Descrição de chapéu Livros

Leitura será a maior rede de livrarias do Brasil até março

Empresa fundada em Minas Gerais terá 74 lojas abertas no país, contra as atuais 73 da Saraiva

São Paulo

Se as livrarias Saraiva e Cultura vêm acumulando prejuízos mesmo depois dos pedidos de recuperação judicial, em 2018, outras empresas tentam ocupar o vácuo deixado pelas duas companhias, que dividiam o posto de mais importantes do mercado. 

A Travessa, por exemplo, abriu no ano passado a sua primeira loja em São Paulo e vai inaugurar outra em Niterói, no Rio de Janeiro, em abril. A capital paulista também viu surgir nos últimos meses outras pequenas livrarias de rua, caso da Mandarina e da Livraria da Tarde, ambas no mesmo bairro de Pinheiros no qual se instalou a Travessa. Em março, será a vez da Megafauna, no Copan, no centro da cidade.

Livraria Leitura de Campinas (SP)
Livraria Leitura de Campinas (SP) - Divulgação

“A expectativa é que o mercado volte a crescer neste ano”, aposta Marcos Teles, presidente da Leitura. Até março, a rede de livrarias deve se tornar a maior do país em quantidade de lojas físicas.

Com 72 pontos físicos atualmente, a Leitura inaugura uma nova livraria no shopping Ibirapuera, em São Paulo, na semana que vem, quando a rede irá se igualar em número de estabelecimentos com a Saraiva. Em março, abre outra em Juiz de Fora, em Minas Gerais. Em abril, mais uma no shopping Santana Parque, também na capital paulista. A projeção da empresa é que, até dezembro, sete lojas sejam inauguradas.

Criada em 1967 em Belo Horizonte, a empresa surgiu vendendo livros novos e usados em um ponto de 40 metros quadrados. Mais tarde, ela se espalhou por Minas Gerais e por cidades do Norte e do Nordeste. Em 2010, passou a apostar no interior paulista, antes de inaugurar lojas na capital.

As novas unidades dos shoppings Ibirapuera e Santana Parque, por exemplo, abrem as portas em pontos onde a Saraiva fechou estabelecimentos. 
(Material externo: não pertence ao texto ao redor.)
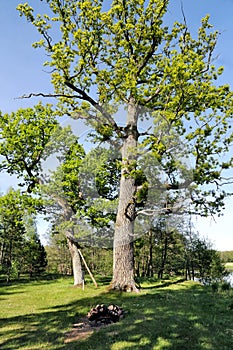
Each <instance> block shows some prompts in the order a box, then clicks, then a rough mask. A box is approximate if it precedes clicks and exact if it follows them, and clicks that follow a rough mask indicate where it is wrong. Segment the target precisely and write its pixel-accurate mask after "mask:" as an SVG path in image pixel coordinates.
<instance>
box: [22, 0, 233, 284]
mask: <svg viewBox="0 0 233 350" xmlns="http://www.w3.org/2000/svg"><path fill="white" fill-rule="evenodd" d="M42 2H44V5H45V11H46V12H47V14H45V15H41V14H38V15H35V14H34V10H33V8H32V7H31V6H30V5H29V4H28V3H25V4H24V5H22V4H21V5H19V6H18V10H19V11H20V14H21V15H24V16H25V17H26V18H27V20H28V21H29V22H31V23H32V25H33V26H34V27H35V28H37V30H38V32H39V33H40V35H41V40H39V41H38V42H37V43H35V44H34V46H35V47H42V48H44V49H45V51H46V54H47V55H48V57H49V59H48V61H47V62H45V65H47V66H49V67H50V70H52V73H51V78H52V83H53V85H54V93H53V94H46V93H45V92H42V93H38V95H43V96H51V95H53V96H55V97H57V98H58V99H59V104H58V106H59V107H60V108H61V111H62V113H67V114H69V115H71V116H73V117H74V118H80V119H83V120H84V121H85V122H86V123H88V124H89V125H91V127H92V128H94V129H95V130H96V133H97V134H98V135H99V136H101V137H102V140H110V141H111V140H112V142H118V144H119V143H121V145H120V146H121V148H120V149H121V157H122V164H121V181H120V188H119V205H118V212H117V217H116V223H115V237H114V263H113V265H114V266H113V280H112V287H113V288H115V289H120V290H123V289H126V290H136V289H137V288H136V285H135V281H134V264H133V258H134V253H133V239H134V224H135V219H136V216H137V210H136V198H137V190H138V189H137V184H136V180H135V173H136V171H137V161H138V156H139V154H140V152H141V150H142V148H143V149H144V150H145V151H146V152H147V153H148V152H150V153H151V154H152V155H153V157H154V158H155V159H156V160H157V163H158V164H159V165H160V166H161V169H162V170H163V172H164V174H165V175H164V176H165V177H166V180H167V183H166V186H164V190H166V191H170V192H171V191H176V190H177V189H179V188H182V187H183V188H184V187H186V188H187V187H188V188H189V194H190V205H191V206H192V211H193V212H195V211H196V212H197V211H199V212H200V213H201V214H203V215H208V214H209V213H215V212H219V211H220V209H221V207H222V206H223V201H224V197H225V195H226V193H225V191H224V189H223V188H221V184H222V183H224V182H227V181H228V180H224V178H225V176H226V175H225V170H227V169H229V168H230V167H231V166H232V159H230V157H228V156H227V155H228V151H229V147H230V145H231V143H232V133H231V131H230V123H231V121H232V92H231V91H230V88H229V86H228V85H219V84H218V83H217V81H216V80H217V78H218V76H219V75H221V73H222V71H223V68H222V67H219V68H216V67H215V66H214V65H213V58H214V50H215V47H216V43H217V39H218V32H216V31H214V30H213V28H212V26H211V24H210V23H209V17H208V16H206V17H204V18H202V20H201V23H200V27H199V30H198V32H197V33H194V35H192V33H191V32H190V30H189V28H188V25H187V23H186V18H185V17H184V19H183V22H182V23H179V22H175V23H174V24H173V25H166V23H165V21H164V18H165V15H166V13H167V11H168V9H169V0H149V1H145V0H127V1H126V0H112V1H111V3H109V4H107V3H106V2H105V1H103V0H80V1H73V0H44V1H43V0H42ZM46 6H48V7H47V10H46ZM122 104H123V105H124V107H125V113H123V111H122V108H120V107H119V106H120V105H121V106H122ZM118 107H119V108H118ZM117 110H118V112H119V113H120V114H121V116H122V118H125V119H124V122H123V126H122V118H121V123H118V122H117V118H115V115H116V114H115V113H116V111H117ZM148 114H149V115H150V117H151V118H152V122H151V129H150V130H149V129H148V131H146V132H140V128H139V123H140V122H141V121H143V120H146V119H147V118H148ZM176 135H178V140H179V141H180V140H181V142H182V144H183V145H185V147H183V148H185V151H186V152H187V153H186V155H187V154H188V155H189V157H190V159H191V164H192V165H193V176H192V178H191V179H190V177H188V180H187V181H183V182H181V181H180V171H179V170H177V169H181V167H180V159H177V157H176V155H175V156H174V155H173V151H174V148H175V147H171V144H170V140H171V139H174V138H176ZM173 146H174V145H173ZM138 149H139V150H140V152H139V153H138ZM174 154H175V153H174ZM222 154H224V155H226V156H225V157H224V158H223V157H221V155H222ZM183 172H185V162H184V163H183ZM171 211H172V208H171Z"/></svg>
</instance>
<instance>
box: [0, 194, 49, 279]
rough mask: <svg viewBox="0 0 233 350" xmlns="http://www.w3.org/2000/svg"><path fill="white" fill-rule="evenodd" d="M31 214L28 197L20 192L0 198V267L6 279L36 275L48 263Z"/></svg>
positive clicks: (0, 197) (31, 207) (1, 270)
mask: <svg viewBox="0 0 233 350" xmlns="http://www.w3.org/2000/svg"><path fill="white" fill-rule="evenodd" d="M26 213H27V216H26ZM32 215H33V214H32V207H31V203H30V206H28V197H27V196H26V195H21V194H20V192H19V191H14V190H13V189H10V190H9V191H8V193H7V194H6V195H4V196H1V197H0V247H1V254H0V269H1V272H2V273H4V274H6V276H7V280H8V281H9V280H10V279H11V278H16V277H19V275H20V274H21V273H28V274H30V276H32V274H33V273H36V274H39V273H40V272H42V271H43V270H44V268H45V266H46V264H47V260H46V253H45V250H44V247H43V246H42V244H41V242H40V240H39V237H38V235H37V231H36V226H35V222H34V220H33V219H32Z"/></svg>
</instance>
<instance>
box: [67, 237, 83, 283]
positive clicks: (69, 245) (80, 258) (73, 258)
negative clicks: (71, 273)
mask: <svg viewBox="0 0 233 350" xmlns="http://www.w3.org/2000/svg"><path fill="white" fill-rule="evenodd" d="M67 242H68V247H69V251H70V255H71V259H72V269H73V276H74V286H82V284H83V273H82V264H81V258H80V254H79V251H78V249H79V248H78V247H77V244H76V243H75V242H74V241H73V240H72V239H70V237H67Z"/></svg>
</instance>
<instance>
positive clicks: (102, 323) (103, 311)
mask: <svg viewBox="0 0 233 350" xmlns="http://www.w3.org/2000/svg"><path fill="white" fill-rule="evenodd" d="M122 317H124V311H123V309H122V308H121V307H119V306H117V305H114V304H111V305H109V306H106V305H105V304H101V305H96V306H95V307H94V308H92V309H91V310H90V311H89V312H88V314H87V318H88V320H89V321H90V322H94V323H95V324H97V323H102V324H103V323H105V324H110V323H115V322H118V321H119V320H120V319H121V318H122Z"/></svg>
“É natural ocupar o espaço. São lojas nos mesmos shoppings, mas geralmente com tamanhos menores”, diz Teles. “Precisamos enquadrar nossas livrarias no tamanho que o momento exige. Lojas grandes, com mais de 3.000 metros quadrados, estão em xeque.”

Segundo Marcos da Veiga Pereira, presidente do Sindicato Nacional dos Editores de Livros, o Snel, o fato de Cultura e Saraiva continuarem a operar no vermelho dá pouca segurança para os editores oferecerem mais crédito, o que ele afirma ser fundamental para a recuperação das duas.
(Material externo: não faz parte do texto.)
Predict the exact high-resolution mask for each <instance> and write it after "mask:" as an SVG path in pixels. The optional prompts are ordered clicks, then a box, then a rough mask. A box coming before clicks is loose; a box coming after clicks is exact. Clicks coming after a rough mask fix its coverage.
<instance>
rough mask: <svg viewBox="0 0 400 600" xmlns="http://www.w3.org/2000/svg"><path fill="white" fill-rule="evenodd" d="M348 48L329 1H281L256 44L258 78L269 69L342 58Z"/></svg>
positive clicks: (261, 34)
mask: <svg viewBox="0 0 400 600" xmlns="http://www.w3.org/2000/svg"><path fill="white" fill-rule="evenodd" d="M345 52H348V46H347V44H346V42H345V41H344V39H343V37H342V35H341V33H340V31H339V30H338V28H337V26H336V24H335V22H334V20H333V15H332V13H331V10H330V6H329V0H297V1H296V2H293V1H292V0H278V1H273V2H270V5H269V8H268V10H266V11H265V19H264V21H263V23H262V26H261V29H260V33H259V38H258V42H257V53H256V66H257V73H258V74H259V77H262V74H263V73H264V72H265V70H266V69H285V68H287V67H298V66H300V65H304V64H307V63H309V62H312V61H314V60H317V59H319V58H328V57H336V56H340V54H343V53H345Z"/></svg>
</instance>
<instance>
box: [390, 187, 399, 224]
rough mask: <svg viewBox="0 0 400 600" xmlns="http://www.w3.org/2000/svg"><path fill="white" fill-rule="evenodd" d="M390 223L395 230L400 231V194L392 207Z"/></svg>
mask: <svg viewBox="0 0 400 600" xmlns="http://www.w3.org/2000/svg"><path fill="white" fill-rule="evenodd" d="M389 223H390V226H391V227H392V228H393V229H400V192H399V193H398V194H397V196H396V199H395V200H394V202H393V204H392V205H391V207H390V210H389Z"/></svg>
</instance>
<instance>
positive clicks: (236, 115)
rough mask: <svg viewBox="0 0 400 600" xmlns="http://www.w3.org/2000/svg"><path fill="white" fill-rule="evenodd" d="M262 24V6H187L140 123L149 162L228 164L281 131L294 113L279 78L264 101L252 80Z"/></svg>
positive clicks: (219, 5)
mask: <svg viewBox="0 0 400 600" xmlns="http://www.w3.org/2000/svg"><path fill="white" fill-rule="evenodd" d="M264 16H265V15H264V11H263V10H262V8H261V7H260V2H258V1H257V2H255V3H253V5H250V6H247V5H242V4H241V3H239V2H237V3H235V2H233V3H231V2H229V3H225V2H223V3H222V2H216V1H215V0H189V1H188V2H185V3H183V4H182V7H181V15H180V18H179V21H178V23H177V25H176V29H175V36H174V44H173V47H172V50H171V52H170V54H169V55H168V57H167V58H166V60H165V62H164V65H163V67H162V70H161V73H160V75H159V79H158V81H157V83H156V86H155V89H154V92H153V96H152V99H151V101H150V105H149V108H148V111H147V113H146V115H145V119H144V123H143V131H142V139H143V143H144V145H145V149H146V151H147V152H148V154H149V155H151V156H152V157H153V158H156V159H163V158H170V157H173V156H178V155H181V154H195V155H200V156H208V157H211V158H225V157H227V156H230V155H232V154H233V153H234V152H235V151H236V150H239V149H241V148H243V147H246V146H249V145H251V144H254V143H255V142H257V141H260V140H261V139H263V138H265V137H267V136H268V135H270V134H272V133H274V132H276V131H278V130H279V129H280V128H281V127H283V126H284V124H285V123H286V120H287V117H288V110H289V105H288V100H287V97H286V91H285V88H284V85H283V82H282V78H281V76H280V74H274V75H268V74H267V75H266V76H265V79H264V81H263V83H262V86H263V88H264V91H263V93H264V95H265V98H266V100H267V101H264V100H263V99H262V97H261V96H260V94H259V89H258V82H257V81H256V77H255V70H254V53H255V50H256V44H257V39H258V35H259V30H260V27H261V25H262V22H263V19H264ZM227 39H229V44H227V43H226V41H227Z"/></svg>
“Ainda assim, os números do final de 2019 foram muito positivos —nos quatro últimos meses do ano, o mercado cresceu 23%, revertendo as fortes perdas do primeiro trimestre. Isso nos dá esperança para 2020”, diz Pereira.

Teles, o presidente da Leitura, aponta três causas para a crise de Saraiva e Cultura. 
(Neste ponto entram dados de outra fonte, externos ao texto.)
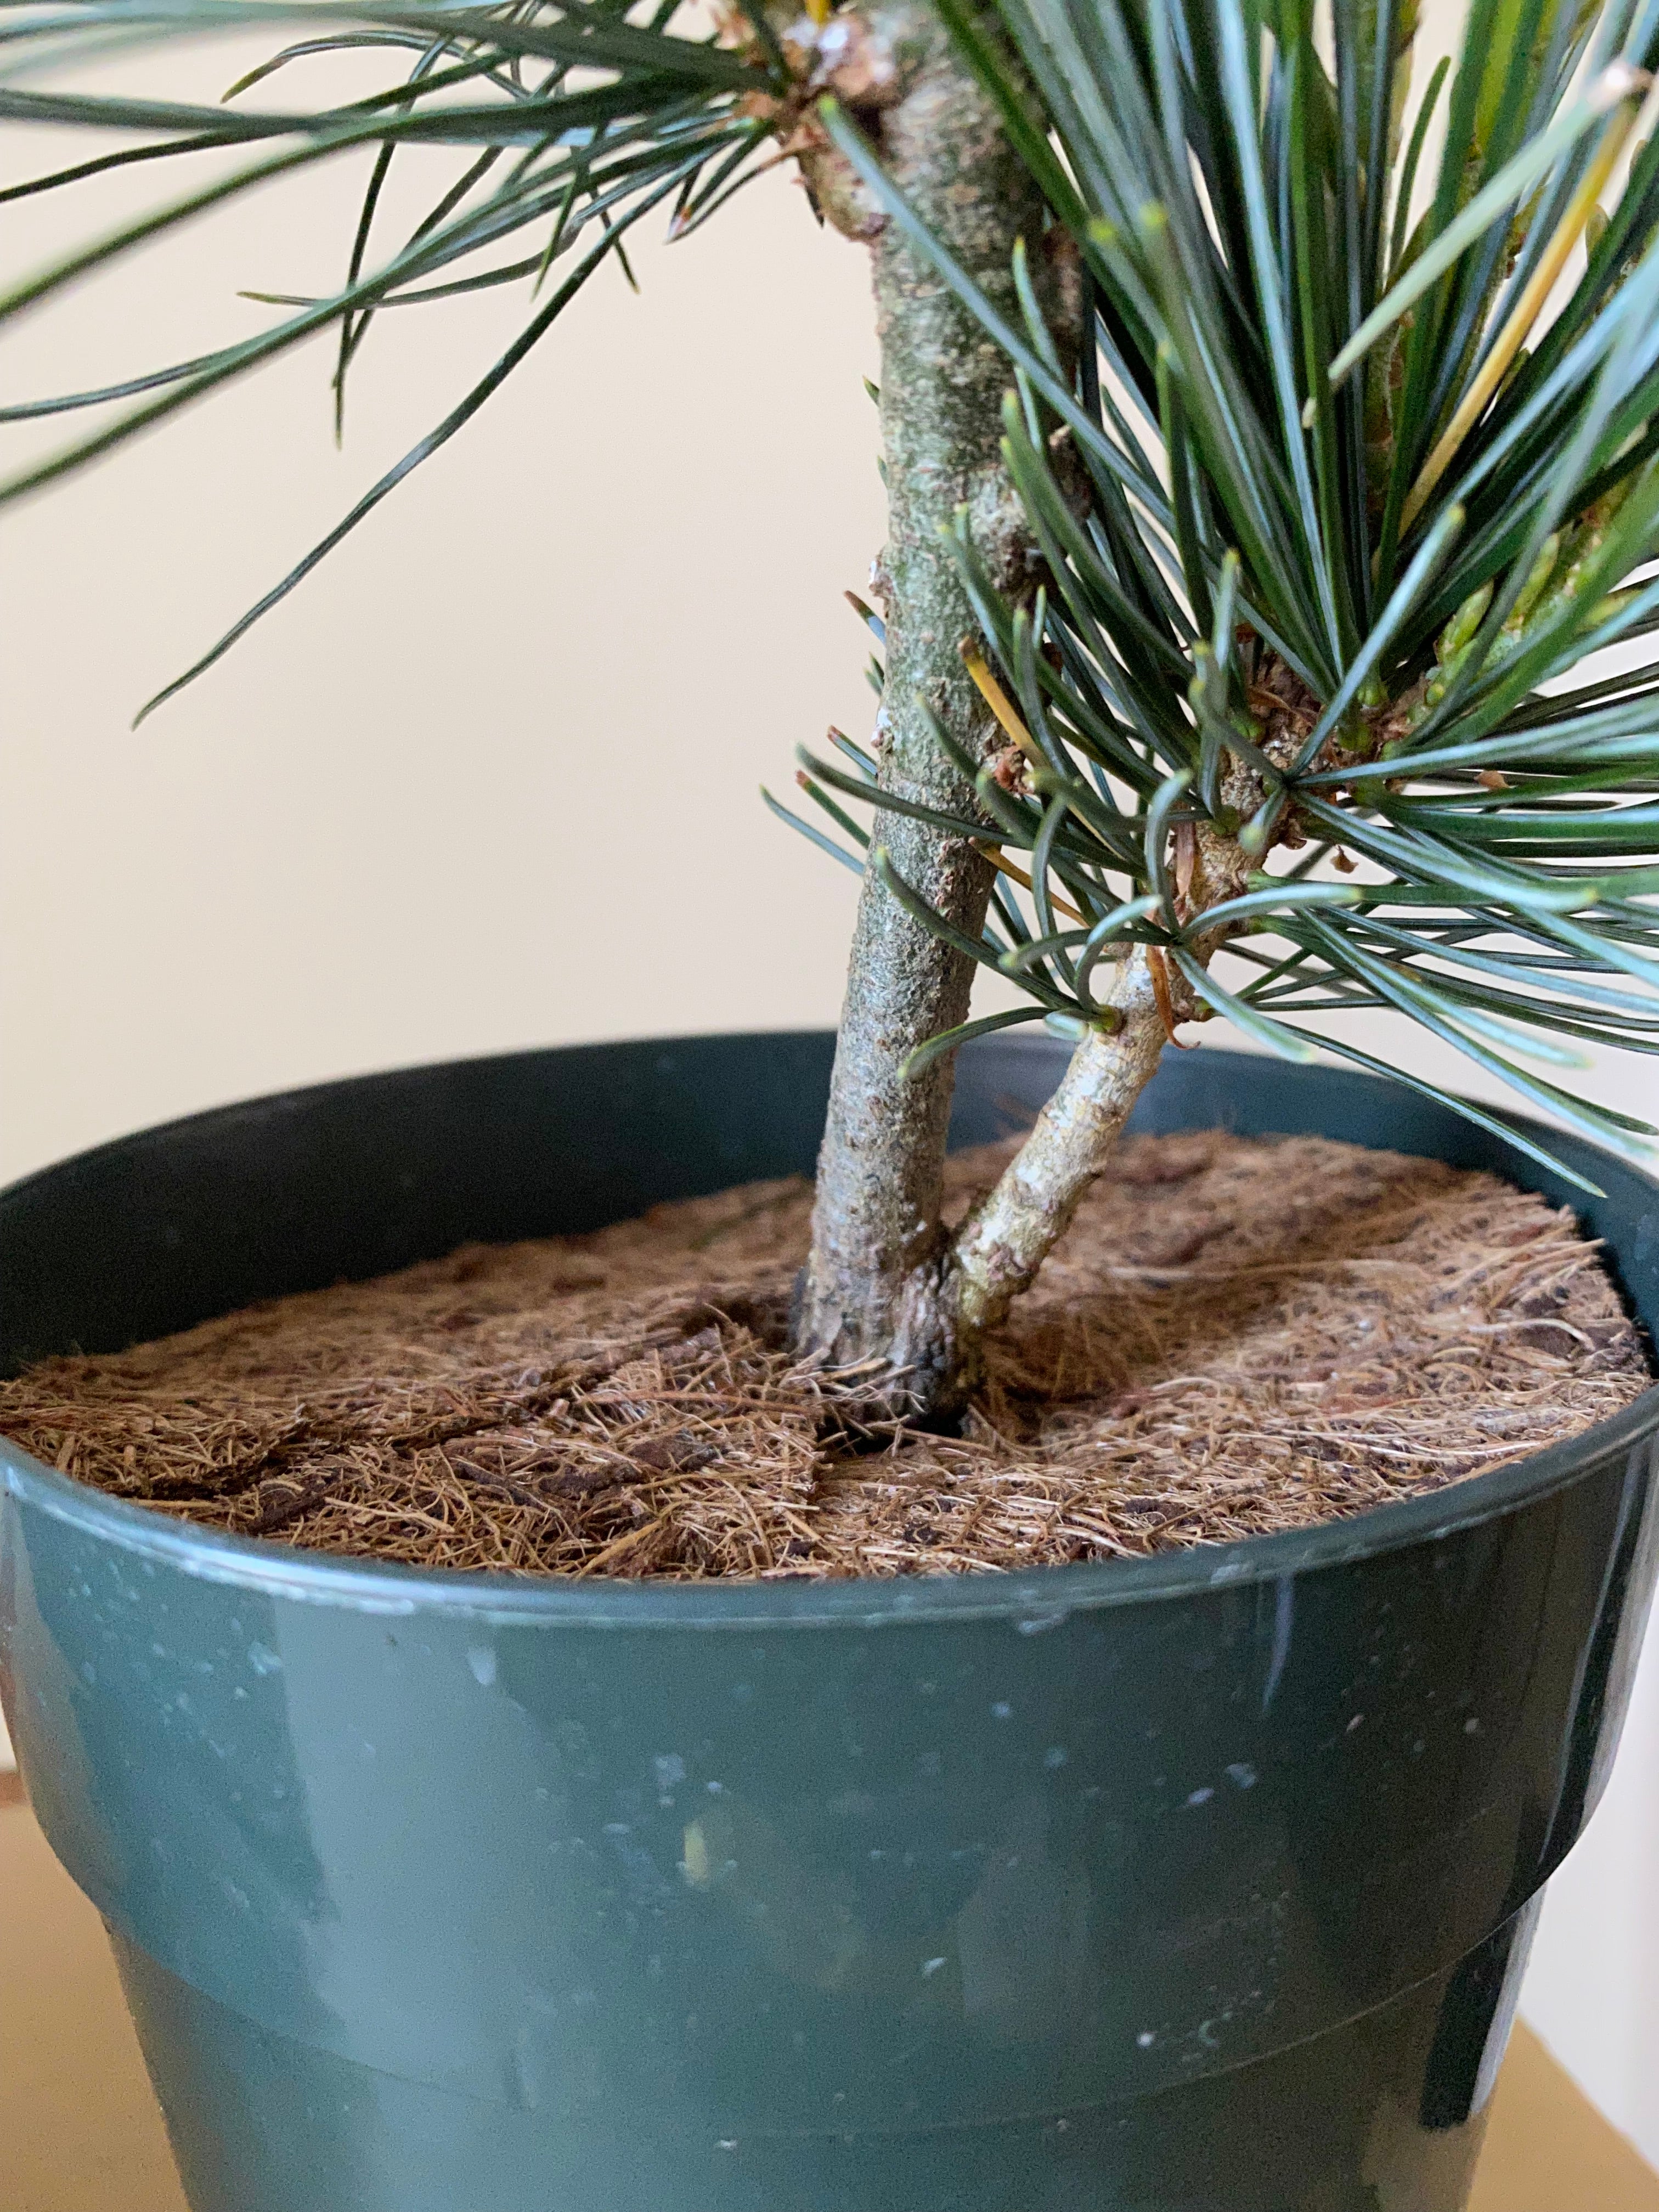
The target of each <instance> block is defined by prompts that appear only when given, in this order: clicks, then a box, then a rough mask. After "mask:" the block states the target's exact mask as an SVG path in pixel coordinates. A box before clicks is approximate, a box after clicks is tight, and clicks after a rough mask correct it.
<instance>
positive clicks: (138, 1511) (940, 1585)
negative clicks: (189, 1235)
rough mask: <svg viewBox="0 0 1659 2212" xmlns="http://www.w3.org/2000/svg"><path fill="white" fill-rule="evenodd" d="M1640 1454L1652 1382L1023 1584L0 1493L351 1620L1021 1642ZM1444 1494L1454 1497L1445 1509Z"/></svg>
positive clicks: (18, 1469)
mask: <svg viewBox="0 0 1659 2212" xmlns="http://www.w3.org/2000/svg"><path fill="white" fill-rule="evenodd" d="M1644 1442H1648V1444H1650V1449H1652V1458H1655V1464H1657V1467H1659V1383H1655V1385H1650V1387H1648V1389H1646V1391H1644V1394H1641V1396H1639V1398H1635V1400H1632V1402H1630V1405H1628V1407H1624V1409H1621V1411H1619V1413H1613V1416H1610V1418H1608V1420H1604V1422H1597V1425H1595V1427H1593V1429H1584V1431H1582V1433H1579V1436H1571V1438H1566V1440H1564V1442H1559V1444H1551V1447H1548V1449H1546V1451H1537V1453H1531V1455H1528V1458H1522V1460H1513V1462H1511V1464H1509V1467H1498V1469H1493V1471H1491V1473H1486V1475H1471V1478H1467V1480H1462V1482H1449V1484H1447V1486H1444V1489H1440V1491H1425V1493H1418V1495H1416V1498H1400V1500H1396V1502H1394V1504H1385V1506H1371V1509H1369V1511H1367V1513H1356V1515H1352V1517H1347V1520H1327V1522H1316V1524H1314V1526H1310V1528H1285V1531H1276V1533H1272V1535H1254V1537H1239V1540H1237V1542H1232V1544H1214V1546H1210V1544H1192V1546H1186V1548H1179V1551H1164V1553H1148V1555H1144V1557H1135V1559H1079V1562H1071V1564H1064V1566H1035V1568H1031V1571H1026V1573H1022V1575H989V1573H987V1575H889V1577H876V1575H865V1577H847V1579H838V1582H807V1579H776V1582H759V1579H741V1582H739V1579H730V1582H728V1579H717V1577H710V1579H703V1582H646V1579H641V1582H624V1579H619V1577H604V1579H597V1577H595V1579H591V1582H588V1579H575V1577H557V1575H549V1577H531V1575H522V1577H520V1575H502V1573H489V1571H478V1568H431V1566H405V1564H400V1562H392V1559H387V1562H367V1559H354V1557H349V1555H341V1553H319V1551H301V1548H299V1546H290V1544H272V1542H268V1540H257V1537H239V1535H226V1533H223V1531H219V1528H210V1526H201V1524H197V1522H188V1520H173V1517H170V1515H161V1513H155V1511H153V1509H148V1506H144V1504H135V1502H133V1500H126V1498H113V1495H111V1493H106V1491H95V1489H91V1484H84V1482H75V1480H73V1478H71V1475H62V1473H58V1471H55V1469H51V1467H44V1464H42V1462H40V1460H35V1458H33V1455H31V1453H27V1451H22V1447H18V1444H13V1442H11V1440H9V1438H0V1493H4V1495H7V1498H11V1500H15V1502H18V1504H20V1506H31V1509H35V1511H40V1513H44V1515H46V1517H51V1520H55V1522H64V1524H66V1526H71V1528H77V1531H82V1533H84V1535H93V1537H100V1540H104V1542H111V1544H113V1546H115V1548H119V1551H122V1553H128V1555H133V1557H137V1559H144V1562H148V1564H155V1566H166V1568H173V1571H175V1573H181V1575H188V1577H190V1579H199V1582H217V1584H226V1586H239V1588H248V1590H252V1593H261V1595H268V1597H272V1599H288V1601H299V1604H321V1606H332V1608H341V1610H354V1613H387V1615H405V1617H407V1615H420V1613H438V1615H462V1617H478V1619H489V1621H495V1624H502V1626H535V1628H606V1630H622V1628H637V1630H646V1628H648V1630H739V1628H748V1630H785V1628H847V1626H860V1628H896V1626H905V1624H931V1621H971V1619H989V1621H998V1619H1000V1621H1004V1624H1009V1626H1013V1628H1018V1630H1020V1632H1022V1635H1037V1632H1042V1630H1046V1628H1057V1626H1060V1624H1062V1621H1066V1619H1068V1617H1071V1615H1077V1613H1110V1610H1115V1608H1119V1606H1133V1604H1159V1601H1172V1599H1186V1597H1203V1595H1208V1593H1217V1590H1230V1588H1256V1586H1261V1584H1272V1582H1285V1579H1296V1577H1301V1575H1312V1573H1321V1571H1327V1568H1340V1566H1352V1564H1358V1562H1363V1559H1380V1557H1387V1555H1389V1553H1398V1551H1409V1548H1413V1546H1418V1544H1436V1542H1442V1540H1447V1537H1453V1535H1462V1533H1467V1531H1471V1528H1478V1526H1482V1524H1484V1522H1491V1520H1500V1517H1504V1515H1506V1513H1511V1511H1522V1509H1526V1506H1533V1504H1544V1502H1546V1500H1548V1498H1553V1495H1557V1493H1559V1491H1564V1489H1571V1486H1573V1484H1575V1482H1579V1480H1584V1478H1588V1475H1593V1473H1597V1471H1599V1469H1601V1467H1604V1464H1606V1462H1608V1460H1617V1458H1628V1455H1630V1453H1635V1451H1639V1449H1641V1444H1644ZM1451 1493H1455V1498H1458V1502H1455V1506H1453V1502H1451Z"/></svg>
A primeira é a competição nas vendas online, fazendo com que ambas comercializassem títulos a preço de custo ou até com prejuízo para apresentar um bom volume de vendas. 

O segundo é a manutenção de lojas deficitárias. Por último, ele lembra a aposta em eletrônicos e artigos de papelaria, que pouco têm a ver com o modelo de negócio do setor.

Na organização financeira da Leitura, o empresário diz que fecha todos os anos a loja com piores resultados. “Não temos livrarias deficitárias com mais de dois anos de funcionamento.” Sem dívidas, a empresa registra desde 2018 crescimento médio de 9%.

Isso em um mercado que viu as livrarias desaparecerem nas últimas décadas. Segundo dados do IBGE, 42,7% das cidades brasileiras tinham livrarias em 2001. Em 2018, esse número caiu para apenas 17,7%.